Somatisation

Today we talk about somatisation.

Polyvagal theory is useful once again to see more in depth what are some connections between body and mind.

This theory tells us how, based on an internal or external stimulus that we perceive as dangerous or even life-threatening (so, something we elaborate with our brain), our internal system triggers a physical reaction, namely fight, flight or freeze. This can entail a variation on our heartbeat, a slowing down of our stomach, pupils dilation…

These connections between mind and body are very strong, and they are also at the origin of somatisation. Somatisation is the physical manifestation of a mental condition. This can happen in the form of symptoms that appear apparently out of nowhere (for example, we are anxious and start experiencing digestive problems) or even as a factor that worsens physical conditions (like what happens with stress and inflammatory bowel disease).

This relationship goes also the other way, where a physical condition triggers an emotional reaction (like when severe medical issues cause depression, and this co-occurrence makes the medical condition worse).

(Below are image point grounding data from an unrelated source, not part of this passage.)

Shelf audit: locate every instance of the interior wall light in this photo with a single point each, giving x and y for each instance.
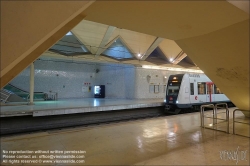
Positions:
(148, 78)
(165, 78)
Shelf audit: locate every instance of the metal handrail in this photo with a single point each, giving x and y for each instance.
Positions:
(238, 122)
(215, 107)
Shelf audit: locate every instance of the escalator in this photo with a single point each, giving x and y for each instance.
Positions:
(18, 95)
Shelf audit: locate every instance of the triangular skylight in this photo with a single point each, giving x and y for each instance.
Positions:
(186, 62)
(69, 46)
(157, 57)
(118, 50)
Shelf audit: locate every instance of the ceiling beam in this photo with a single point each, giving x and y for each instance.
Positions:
(153, 46)
(179, 57)
(105, 40)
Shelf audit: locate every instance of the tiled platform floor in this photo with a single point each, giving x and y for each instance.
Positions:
(69, 106)
(169, 140)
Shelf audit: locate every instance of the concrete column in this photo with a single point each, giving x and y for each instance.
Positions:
(32, 75)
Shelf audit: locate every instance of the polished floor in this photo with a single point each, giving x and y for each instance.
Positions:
(168, 140)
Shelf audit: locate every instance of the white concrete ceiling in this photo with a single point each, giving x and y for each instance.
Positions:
(98, 37)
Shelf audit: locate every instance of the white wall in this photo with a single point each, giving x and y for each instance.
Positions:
(69, 79)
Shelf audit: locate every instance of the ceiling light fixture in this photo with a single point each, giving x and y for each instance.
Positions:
(172, 69)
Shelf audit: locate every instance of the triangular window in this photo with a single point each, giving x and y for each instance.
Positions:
(69, 46)
(118, 50)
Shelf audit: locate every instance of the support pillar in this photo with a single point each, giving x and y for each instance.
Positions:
(32, 75)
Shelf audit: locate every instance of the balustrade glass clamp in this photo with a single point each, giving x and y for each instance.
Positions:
(238, 122)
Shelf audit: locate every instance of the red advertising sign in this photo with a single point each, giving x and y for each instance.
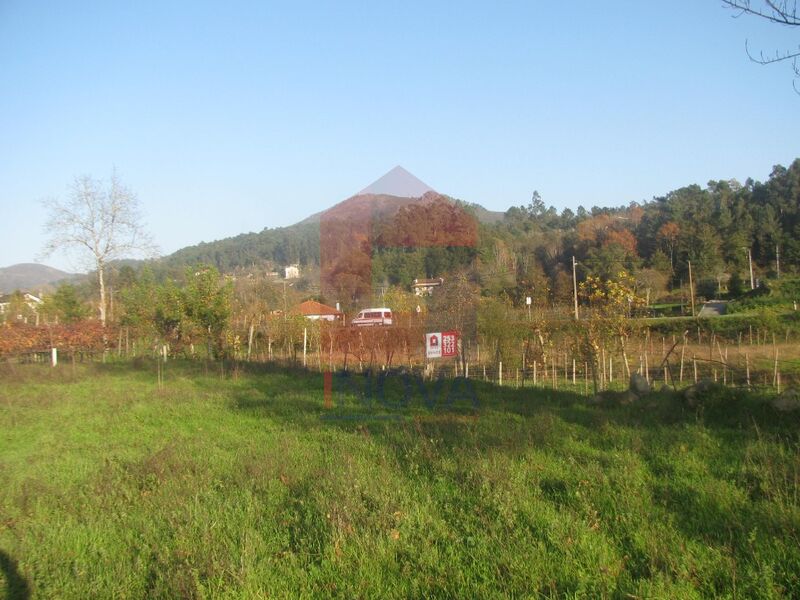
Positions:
(441, 344)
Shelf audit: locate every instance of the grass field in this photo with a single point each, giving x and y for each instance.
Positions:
(233, 484)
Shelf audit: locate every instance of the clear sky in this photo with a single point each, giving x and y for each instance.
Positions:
(229, 117)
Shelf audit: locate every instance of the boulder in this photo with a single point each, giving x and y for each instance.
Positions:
(611, 398)
(639, 385)
(788, 401)
(694, 394)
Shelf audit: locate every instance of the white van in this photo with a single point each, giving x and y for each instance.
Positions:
(373, 316)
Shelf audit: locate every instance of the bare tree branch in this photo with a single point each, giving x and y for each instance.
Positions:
(781, 12)
(101, 223)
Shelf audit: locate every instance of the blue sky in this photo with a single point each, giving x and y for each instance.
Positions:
(231, 117)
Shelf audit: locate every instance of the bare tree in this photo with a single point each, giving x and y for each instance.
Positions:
(100, 222)
(780, 12)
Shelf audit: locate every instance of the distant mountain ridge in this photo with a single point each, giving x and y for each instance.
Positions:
(299, 243)
(397, 182)
(31, 277)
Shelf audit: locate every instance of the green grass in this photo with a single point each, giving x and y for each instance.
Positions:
(233, 486)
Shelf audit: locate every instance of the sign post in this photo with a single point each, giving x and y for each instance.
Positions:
(441, 344)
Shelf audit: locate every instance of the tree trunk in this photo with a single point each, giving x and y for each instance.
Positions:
(102, 283)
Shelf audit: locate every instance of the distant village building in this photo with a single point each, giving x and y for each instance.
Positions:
(316, 311)
(31, 301)
(425, 287)
(291, 272)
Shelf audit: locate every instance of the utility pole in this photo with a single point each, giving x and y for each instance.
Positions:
(575, 288)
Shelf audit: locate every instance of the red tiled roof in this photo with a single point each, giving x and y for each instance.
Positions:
(312, 307)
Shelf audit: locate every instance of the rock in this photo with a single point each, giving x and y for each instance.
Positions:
(639, 385)
(788, 401)
(612, 398)
(694, 394)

In all these situations our body acts to protect us or signal that something is wrong. 

This also happens in more subtle ways: have you ever had a bad day where your head is somewhere else and you end up falling, things slip off your hands, you hurt yourself by accident? It’s like distraction became physical.

The body is the “tough” one. We respect it more than our mind. Our culture has also educated us to only believe to “visible” symptoms, and we tend to take a day off from work more easily if it’s for a strong headache rather than for grieving.

So very often, somatisation obliges us to listen to our needs.

It’s our body that screams “listen to your mind!”.